Israeli soldier used stun gun on photographer during flotilla attack
June 2, 2010 /PN/ Fairfax photographer Kate Geraghty told Australian Consular officials yesterday that she was hit in the upper arm with what she thought might have been a stun gun when Israeli forces boarded the boat she was traveling on as part of a flotilla headed to Gaza. Geraghty also spoke to the Herald, saying she had been ''Tasered'' by the Israelis. ''It hurt and it made me feel sick.''
She sustained bruises, minor burns and nausea, but reported that she had been seen by a doctor after being taken to Israel and was otherwise in good health.

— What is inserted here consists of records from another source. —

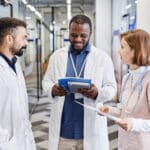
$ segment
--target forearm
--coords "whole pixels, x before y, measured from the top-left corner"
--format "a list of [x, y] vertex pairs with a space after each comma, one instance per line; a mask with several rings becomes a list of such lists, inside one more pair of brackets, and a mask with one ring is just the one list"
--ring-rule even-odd
[[133, 118], [133, 124], [130, 131], [133, 132], [150, 132], [150, 120]]

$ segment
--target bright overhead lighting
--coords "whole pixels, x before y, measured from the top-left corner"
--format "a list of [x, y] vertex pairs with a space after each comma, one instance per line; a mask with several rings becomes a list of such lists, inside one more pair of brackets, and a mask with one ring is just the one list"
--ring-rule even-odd
[[36, 11], [36, 9], [35, 9], [32, 5], [27, 5], [27, 7], [28, 7], [31, 11], [33, 11], [33, 12]]
[[35, 11], [35, 14], [36, 14], [40, 19], [42, 19], [42, 15], [41, 15], [38, 11]]
[[71, 4], [71, 0], [67, 0], [67, 4]]
[[27, 4], [27, 1], [26, 0], [21, 0], [25, 5]]
[[126, 9], [129, 9], [131, 6], [132, 6], [131, 4], [127, 5], [127, 6], [126, 6]]

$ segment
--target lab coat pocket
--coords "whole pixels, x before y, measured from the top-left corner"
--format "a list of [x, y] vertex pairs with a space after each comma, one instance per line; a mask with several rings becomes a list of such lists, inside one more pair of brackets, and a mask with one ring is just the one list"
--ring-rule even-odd
[[1, 143], [0, 150], [18, 150], [15, 136], [13, 136], [8, 142]]

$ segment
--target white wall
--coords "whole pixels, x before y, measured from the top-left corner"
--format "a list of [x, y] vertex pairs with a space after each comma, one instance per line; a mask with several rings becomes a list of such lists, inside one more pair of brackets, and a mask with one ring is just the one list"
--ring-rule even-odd
[[96, 47], [111, 54], [111, 0], [96, 0]]
[[[11, 0], [11, 4], [13, 4], [13, 17], [18, 18], [18, 0]], [[2, 6], [0, 5], [0, 17], [10, 17], [10, 6]]]
[[139, 0], [137, 4], [137, 28], [150, 32], [150, 0]]

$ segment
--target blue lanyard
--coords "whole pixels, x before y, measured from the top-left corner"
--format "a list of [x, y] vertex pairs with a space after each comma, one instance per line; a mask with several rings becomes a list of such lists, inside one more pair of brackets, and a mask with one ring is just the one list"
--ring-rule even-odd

Her account was backed by the first mate on the vessel, Irishman Shane Dillon, who told The Age from Dublin that ''she got a blast across the arm'' when the Israelis approached her.

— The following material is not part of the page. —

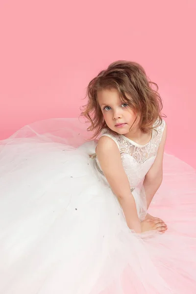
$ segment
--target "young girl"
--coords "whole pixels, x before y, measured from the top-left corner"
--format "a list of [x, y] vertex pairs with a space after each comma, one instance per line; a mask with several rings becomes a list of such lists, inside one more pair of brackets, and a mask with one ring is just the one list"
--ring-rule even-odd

''She was just doing her journalistic duties … She advised them she was a bona fide photographer … She was just attacked,'' he said.
Huwaida Arraf, a US/Israeli citizen who was aboard the U.S.-flagged vessel Challenger 1 along with Geraghty, told ABC Radio 702 that once the commandos boarded the vessel, one of their first acts was to seize all communication equipment, cameras and memory cards.

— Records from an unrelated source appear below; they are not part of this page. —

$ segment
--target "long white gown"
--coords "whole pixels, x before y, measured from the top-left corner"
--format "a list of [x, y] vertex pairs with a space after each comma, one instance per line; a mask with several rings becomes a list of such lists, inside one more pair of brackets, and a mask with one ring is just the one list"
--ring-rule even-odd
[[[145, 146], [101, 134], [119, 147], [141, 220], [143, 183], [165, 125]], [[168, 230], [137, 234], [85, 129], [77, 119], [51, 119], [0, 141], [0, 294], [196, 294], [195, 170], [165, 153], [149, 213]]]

"I did not see her being Tasered but when we were all gathered into a room when they had subdued all of us and taken over the boat, she did show us her wound on her arm and she said that she wasn't feeling well and that she was hurt, but I didn't see the actual Tasering and how she reacted to it," Arraf added.
Geraghty was questioned by the Israelis and asked if she knew she had entered a combat zone and told that she faced either immediate deportation or detention. Geraghty said she was an accredited journalist and those rules should not apply. A letter sent on May 24 by the Herald's editor, Peter Fray, to Israeli authorities called for both journalists to be given safe passage if captured.
''In the event that Israel apprehends the vessel on which they are travelling, I urge you to allow McGeough and Geraghty the freedom to pursue their journalistic duty …''
The Israeli ambassador, Yuval Rotem, confirmed the letter was received before the flotilla sailed.
Geraghty was given a receipt for her belongings and said that she had been filmed and photographed in her cell. When she asked why she was being filmed, she was told she was being filmed by ''something that sounded like the Shabat'', probably a reference to the Shabak, Israel's domestic security agency.
Fairfax is yet to confirm that Geraghty was Tasered during the ambush, but a spokesman for the media group said a statement is expected to be issued later today.
Press freedom advocacy organisations have continued to express concern at Israel’s actions since the start of the week, which have seen journalists from multiple countries placed in detention facilities.
Reporters Without Borders (RWB) said that over sixty journalists had been travelling among the flotilla’s vessels, with a large number of them still being held.
Another group, the International Press Institute (IPI), urged Israel to respect journalists’ right to report, saying that a failure to do so “could send the message that the Israeli government has something to hide”.